Project

General

Profile

Coverage Comparison

Command examples:

atav.sh --coverage-comparison --sample PATH_TO_SAMPLE_FILE --gene-boundary PATH_TO_GENE_BOUNDARY_FILE --min-coverage 10 --out PATH_TO_OUTPUT

Command options:

--coverage-comparison: trigger coverage comparison analysis.

--exon-max-percent-cov-difference: Include this option to set user defined cutoff value(between 0 and 1) for maximum average coverage difference between case and control groups. if no user option is specified, ATAV will use the automated cutoff value for the absolute mean coverage difference instead.

abs(case#/total#/(#sites_in_region) - ctrl#/total#/(#sites_in_region)) < cutoff

case# and ctrl# is sum of all qualified samples (passed your --min-coverage cutoff) on one exon
total# is total samples# * #sites_in_region
#sites_in_region is the number of sites in one exon

--quantitative: specify a quantitative file to include all your interested samples and relevant quantitative traits.

File format: sample name and quantitative trait (tab delimiter)

Output:

coverage.summary.by.exon.csv: This file provides the average coverage information at the exon level for both cases and controls.

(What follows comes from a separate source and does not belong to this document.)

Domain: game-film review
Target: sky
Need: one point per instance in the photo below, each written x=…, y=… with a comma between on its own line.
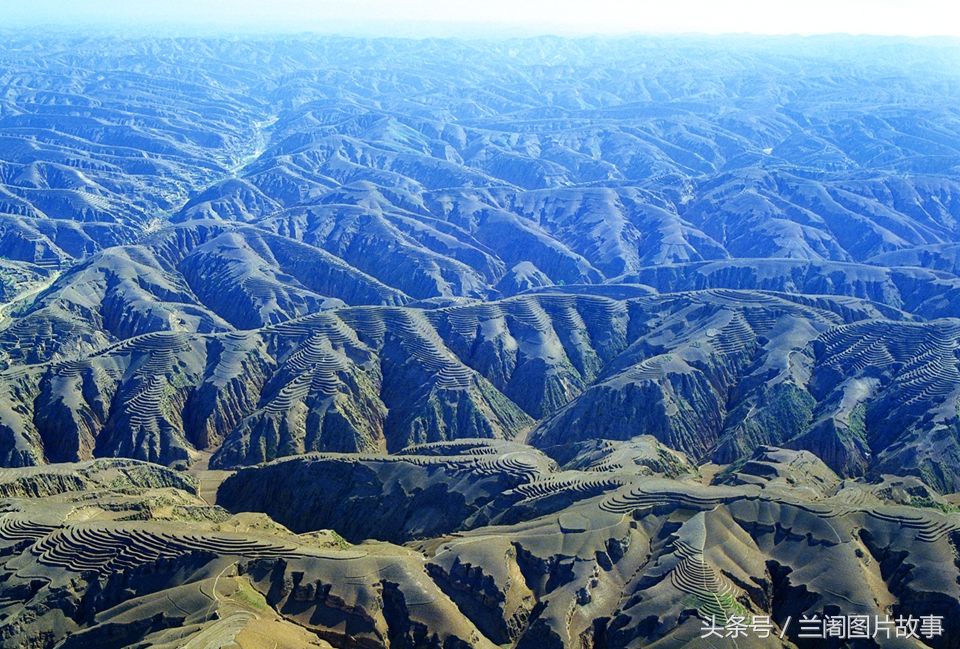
x=459, y=17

  • Exon: The Gene_Exon identifier.
  • AvgCase: Average percentage of bases in cases per exon which pass the minimum coverage threshold.
  • AvgCtrl: Average percentage of bases in controls per exon which pass the minimum coverage threshold.
  • AbsDiff: Absolute difference between AvgCase and AvgCtrl at the exon level.
  • Length: The length of given exon.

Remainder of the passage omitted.